Baker, a Loudoun Valley senior who also studies computer and digital animation at Monroe Tech, said he liked a question raised by Ohneiser during his board comments:  “Why isn’t it a possibility [for Loudoun teachers] to create some of the content” for interactive classroom tools?

“There is no reason a teacher has to rely [solely] on a salary,” he said. “I would push for them to get entertainment-type residuals” for creating software for subject matter, he said.

Baker agreed, saying “interactive teaching may be the future of school curriculums” and pointing out that if touch tablets replace textbooks, as proposed in the schools’ new technology plan  “it would improve our environmental impact.”

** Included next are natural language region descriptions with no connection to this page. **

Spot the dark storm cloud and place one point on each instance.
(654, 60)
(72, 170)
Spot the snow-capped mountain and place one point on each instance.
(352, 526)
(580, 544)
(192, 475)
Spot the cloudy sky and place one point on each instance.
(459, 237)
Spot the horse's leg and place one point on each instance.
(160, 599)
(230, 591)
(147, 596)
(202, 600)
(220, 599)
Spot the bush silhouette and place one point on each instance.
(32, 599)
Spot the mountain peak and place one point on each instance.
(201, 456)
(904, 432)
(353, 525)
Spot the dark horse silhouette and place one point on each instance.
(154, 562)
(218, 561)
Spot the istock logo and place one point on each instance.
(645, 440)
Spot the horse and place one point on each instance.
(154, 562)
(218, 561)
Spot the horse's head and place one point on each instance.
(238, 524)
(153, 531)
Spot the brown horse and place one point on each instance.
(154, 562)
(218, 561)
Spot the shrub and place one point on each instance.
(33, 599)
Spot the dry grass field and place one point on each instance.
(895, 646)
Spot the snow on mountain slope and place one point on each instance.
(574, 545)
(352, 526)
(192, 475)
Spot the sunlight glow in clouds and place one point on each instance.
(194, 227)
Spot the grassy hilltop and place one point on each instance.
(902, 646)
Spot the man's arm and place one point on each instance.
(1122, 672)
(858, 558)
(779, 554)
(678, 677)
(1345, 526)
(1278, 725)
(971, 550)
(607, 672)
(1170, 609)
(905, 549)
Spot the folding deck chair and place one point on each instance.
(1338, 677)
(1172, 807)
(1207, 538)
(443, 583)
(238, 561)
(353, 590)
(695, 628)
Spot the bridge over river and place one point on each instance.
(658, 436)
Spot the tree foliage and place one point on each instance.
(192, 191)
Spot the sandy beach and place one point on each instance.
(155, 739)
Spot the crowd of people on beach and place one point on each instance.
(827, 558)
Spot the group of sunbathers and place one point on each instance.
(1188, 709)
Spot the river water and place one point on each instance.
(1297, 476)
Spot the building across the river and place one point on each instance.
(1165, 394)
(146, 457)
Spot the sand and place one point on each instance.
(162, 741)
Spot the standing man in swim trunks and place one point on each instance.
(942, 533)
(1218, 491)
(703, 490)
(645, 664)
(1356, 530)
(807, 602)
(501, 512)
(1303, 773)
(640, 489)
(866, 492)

When he left the board auditorium with Loudoun Valley Principal Susan Ross, Baker also commented on Ohneiser’s earlier question to Schools Superintendent Edgar Hatrick, who just returned from a visit to New York for an NBC News summit on “Education Nation.”

“Do you see the use of gaming as a way to engender interest in learning?” Ohneiser asked Hatrick.

“I don’t think there’s any doubt that the structure of gaming will enter the field of education through technology,” Hatrick said. “Maybe this is the modern-day crossword puzzle.”

Not being too much of a gamer himself, Baker said he would highly support the use of interactive lesson plans. Students are more likely to grasp content like physics, math, and science, he said, when it is presented with interactive teaching tools in a virtual classroom at schools that might lack resources.

Asked about the common argument that some students would lose an iPad-style tablet, Baker said, “If you put enough emphasis on keeping it, they’d make sure not to lose it. With any plan, there is a level of risk.

“From what I’ve heard, it’s getting increasingly popular in places like Asia and China to use USB drives to keep textbook [material],” he added. 

On Tuesday, Oct. 4, the school board will hear pubic response to its technology plan for 2010-2015, which includes a proposal that every student above fourth grade be issued an interactive touch tablet rather than textbooks.